The difficulty of taking on the biography of a man of science is so often the science itself, which entails hours of observation, painstaking notes, endless experimentation and much deep thinking. Still, in Charles Darwin’s case, considering his “On the Origin of Species” would forever change how we view and debate our very existence, you’d hope for a little high drama from filmmaker Jon Amiel’s “Creation.”

Instead there is angst, lots of it, for Paul Bettany to muck around in as he portrays the great evolutionist. Not that angst is a bad thing, but here it makes a muddle of Darwin’s story. Even the sheer beauty of the setting, the sets and the attention to the detail in re-creating his family life in a bucolic English village in the 1850s is not enough of a distraction, though it is a reminder of Amiel’s long history with period pieces, “Sommersby” probably the best known here.

For most of us, the image of Darwin is of an ancient man, serious of mien, great hoary beard. In “Creation,” we catch him midlife in the throes of researching and writing his seminal text, looking in old photos remarkably like Bettany does today.

Initially Charles and his family -- Bettany’s significant other, Jennifer Connelly, portrays Darwin’s wife, Emma -- seem to live an enchanted life, with dad turning his scientific observations of other cultures and species into grand stories for the children, of which there will eventually be 10, though only seven survive into adulthood.
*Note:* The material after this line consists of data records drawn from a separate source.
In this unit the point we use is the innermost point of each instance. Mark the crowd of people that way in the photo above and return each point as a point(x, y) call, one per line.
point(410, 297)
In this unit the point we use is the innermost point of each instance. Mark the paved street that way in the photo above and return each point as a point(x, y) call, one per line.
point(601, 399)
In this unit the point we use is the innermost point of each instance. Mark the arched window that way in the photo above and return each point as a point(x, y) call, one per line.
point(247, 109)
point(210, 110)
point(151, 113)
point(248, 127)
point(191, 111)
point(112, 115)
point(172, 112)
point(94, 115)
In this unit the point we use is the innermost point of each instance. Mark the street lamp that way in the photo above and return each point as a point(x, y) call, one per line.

For the Darwin brood, a trip to the shore turns into a home-schooling adventure on how the strata of rocks are created; a walk in the forest with the sight of a fox catching a rabbit is cause for a survival-of-the-fittest lesson.
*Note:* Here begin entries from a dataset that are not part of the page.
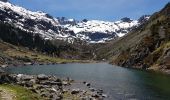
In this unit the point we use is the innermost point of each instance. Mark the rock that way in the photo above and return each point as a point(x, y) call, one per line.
point(95, 95)
point(104, 95)
point(4, 66)
point(75, 91)
point(26, 77)
point(92, 89)
point(2, 71)
point(28, 84)
point(65, 83)
point(42, 77)
point(55, 97)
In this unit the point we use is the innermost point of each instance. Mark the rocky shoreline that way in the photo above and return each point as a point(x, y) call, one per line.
point(54, 88)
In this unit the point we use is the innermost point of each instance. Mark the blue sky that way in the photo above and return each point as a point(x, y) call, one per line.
point(94, 9)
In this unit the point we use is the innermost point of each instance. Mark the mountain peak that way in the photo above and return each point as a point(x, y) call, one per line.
point(166, 9)
point(126, 19)
point(4, 0)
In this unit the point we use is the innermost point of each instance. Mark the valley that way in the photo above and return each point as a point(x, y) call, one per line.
point(41, 55)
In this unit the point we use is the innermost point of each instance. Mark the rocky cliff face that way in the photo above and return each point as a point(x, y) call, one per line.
point(147, 47)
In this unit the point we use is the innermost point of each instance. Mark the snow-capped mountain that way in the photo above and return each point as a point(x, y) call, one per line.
point(48, 27)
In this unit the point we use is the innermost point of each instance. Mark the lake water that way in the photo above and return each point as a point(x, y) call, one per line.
point(117, 82)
But when dad starts talking about explorations of more primitive places and peoples, suddenly the action shifts to jungles and distant shores, which might be OK if that were the only time-traveling we would be doing. It is not because of daughter Annie.
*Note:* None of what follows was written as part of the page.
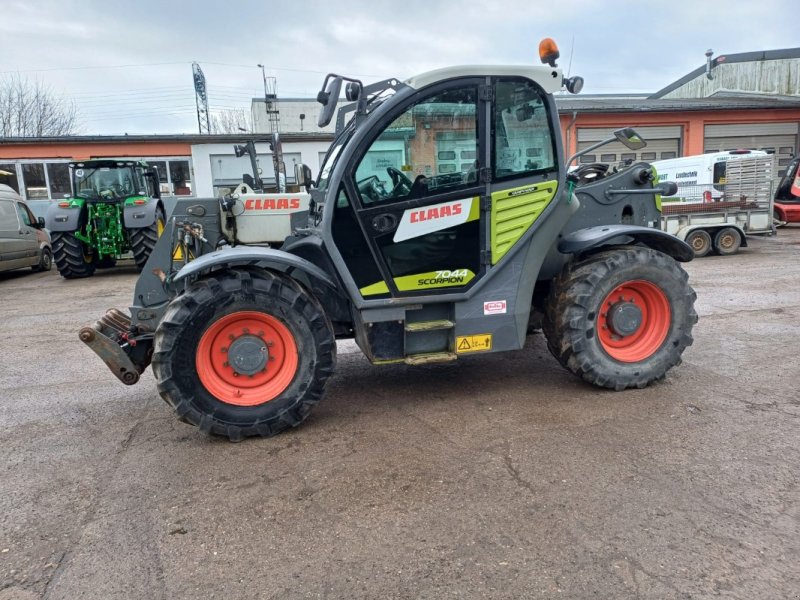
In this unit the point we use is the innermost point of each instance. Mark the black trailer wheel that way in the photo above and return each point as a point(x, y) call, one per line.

The precocious and much-loved Annie Darwin (a very promising young Martha West) died at 10 after going through treatment for a fever that frankly seems reminiscent of water-boarding, but then it was the 1800s. Charles, who already had bouts of an undiagnosed illness that looks a lot like depression, was sent into a very deep tailspin by Annie’s death.

Before long, Charles and an afterlife Annie are having lots of philosophical conversations as he worries that his thesis will kill the notion of God and other thorny issues, particularly since wife Emma is especially devout.

Soon you realize that Annie’s death has sent the director into a tailspin of his own. With his allegiance divided between father and daughter, it becomes increasingly difficult to know whom the film really belongs to.

You can almost see screenwriter John Collee’s struggle to adapt the book “Annie’s Box” by one of Darwin’s descendants, Randal Keynes. Try as he might to work three narrative threads -- Charles’ present day, which is as concerned with his personal demons as his science; his past; and his ongoing conversations with an afterlife Annie -- into a coherent piece, “Creation” never really gels.

That leaves the actors struggling to make the best of it. Though you might expect the scenes between Bettany and Connelly to have some added warmth, there is a hardness to Emma that makes their distances and disagreements actually work better. Both are best with the children, and Bettany’s scenes with West are the most sensitively drawn of the film.

The prospect that this role would officially shift Bettany to a bigger stage, taking him from the character roles that have become his specialty to leading man status, dies a sort of Darwinian death from bad plotting. Bettany spends so much of “Creation” in one fevered flop sweat or another it’s a wonder that “Origin” was ever finished.

As to the science, Amiel makes some attempts at a visual shorthand here and there to take us through some of Darwin’s theoretical progression: a school of fish turning into a swarm that echoes the same shape as a flock of birds in flight, the fallen baby bird becoming food for grubs. But in the end, they just become more loose pieces of a puzzle that never evolves into a film.